The Effects of Entropy Regularization and Lyapunov Stability Constraint on Multi-Agent Reinforcement Learning for Autonomous Driving

More Info


High level decision making in Autonomous Driving (AD) is a challenging task due to the presence of multiple actors and complex driving interactions. Multi-Agent Reinforcement Learning (MARL) has been proposed to learn multiple driving policies concurrently to solve AD tasks. In the literature, multi-agent algorithms have been shown to outperform single-agent algorithms and rule-based algorithms. Also several techniques have been employed to facilitate convergence in policy learning such as parameter sharing and local reward design. Further, functional safety in AD has been addressed with techniques such as unsafe action-masking.
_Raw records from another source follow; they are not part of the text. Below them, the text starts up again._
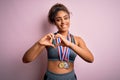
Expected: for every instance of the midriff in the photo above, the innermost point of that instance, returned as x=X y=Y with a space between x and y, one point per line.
x=53 y=67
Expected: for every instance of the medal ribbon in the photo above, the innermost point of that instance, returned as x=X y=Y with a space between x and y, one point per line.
x=64 y=52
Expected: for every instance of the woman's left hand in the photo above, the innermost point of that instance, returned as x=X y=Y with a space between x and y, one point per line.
x=64 y=41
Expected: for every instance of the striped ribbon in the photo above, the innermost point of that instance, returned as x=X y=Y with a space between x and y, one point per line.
x=64 y=52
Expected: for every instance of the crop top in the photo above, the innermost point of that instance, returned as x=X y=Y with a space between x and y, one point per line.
x=53 y=52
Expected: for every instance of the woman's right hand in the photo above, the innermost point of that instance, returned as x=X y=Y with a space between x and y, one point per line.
x=47 y=40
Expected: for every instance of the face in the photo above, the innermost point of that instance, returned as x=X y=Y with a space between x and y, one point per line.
x=62 y=21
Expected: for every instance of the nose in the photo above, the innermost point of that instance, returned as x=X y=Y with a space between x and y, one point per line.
x=62 y=21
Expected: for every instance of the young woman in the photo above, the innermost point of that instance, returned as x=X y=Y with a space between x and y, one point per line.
x=62 y=47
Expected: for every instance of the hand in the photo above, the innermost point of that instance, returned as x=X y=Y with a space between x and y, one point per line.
x=64 y=41
x=47 y=40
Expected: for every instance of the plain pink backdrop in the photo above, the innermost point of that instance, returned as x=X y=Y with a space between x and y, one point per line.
x=23 y=22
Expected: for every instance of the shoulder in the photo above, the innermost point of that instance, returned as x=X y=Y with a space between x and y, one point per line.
x=79 y=41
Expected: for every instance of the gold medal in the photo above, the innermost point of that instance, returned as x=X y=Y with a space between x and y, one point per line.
x=64 y=65
x=61 y=65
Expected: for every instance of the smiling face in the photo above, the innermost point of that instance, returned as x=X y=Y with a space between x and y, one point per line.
x=62 y=21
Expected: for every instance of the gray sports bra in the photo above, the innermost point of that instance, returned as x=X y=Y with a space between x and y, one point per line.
x=53 y=52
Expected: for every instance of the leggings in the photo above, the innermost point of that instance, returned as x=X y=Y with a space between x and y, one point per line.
x=67 y=76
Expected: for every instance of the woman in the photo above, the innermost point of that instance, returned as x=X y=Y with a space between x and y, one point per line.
x=62 y=47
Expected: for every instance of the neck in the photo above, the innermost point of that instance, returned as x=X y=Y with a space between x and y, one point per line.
x=64 y=33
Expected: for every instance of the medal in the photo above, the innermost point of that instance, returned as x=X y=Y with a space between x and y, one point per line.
x=63 y=54
x=64 y=64
x=61 y=65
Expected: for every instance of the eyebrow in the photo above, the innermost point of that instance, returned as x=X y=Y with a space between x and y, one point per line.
x=63 y=16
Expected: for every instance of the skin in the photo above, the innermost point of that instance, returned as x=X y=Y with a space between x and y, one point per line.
x=62 y=21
However, there is a gap in the literature on the study of the effects of entropy regularization and on policies learned with closed-loop stability guarantee to solve AD tasks in MARL. In this thesis, research gaps are addressed in entropy regularization and Lyapunov stability constrained policy objectives applied to Autonomous Driving in MARL. Specifically, it is demonstrated on the lane-keeping task with 2 agents that entropy regularization improves training stability. It was also shown that in stochastic multi-agent algorithms on the lane-keeping task, a Lyapunov constrained policy objective performs better in average episode returns, success rate and collision rate than a policy objective without a Lyapunov constraint with low measurement noise perturbation. However, an algorithm with a stochastic actor performs worse than that with a deterministic actor in stability and lane center proximity on the lane-keeping task.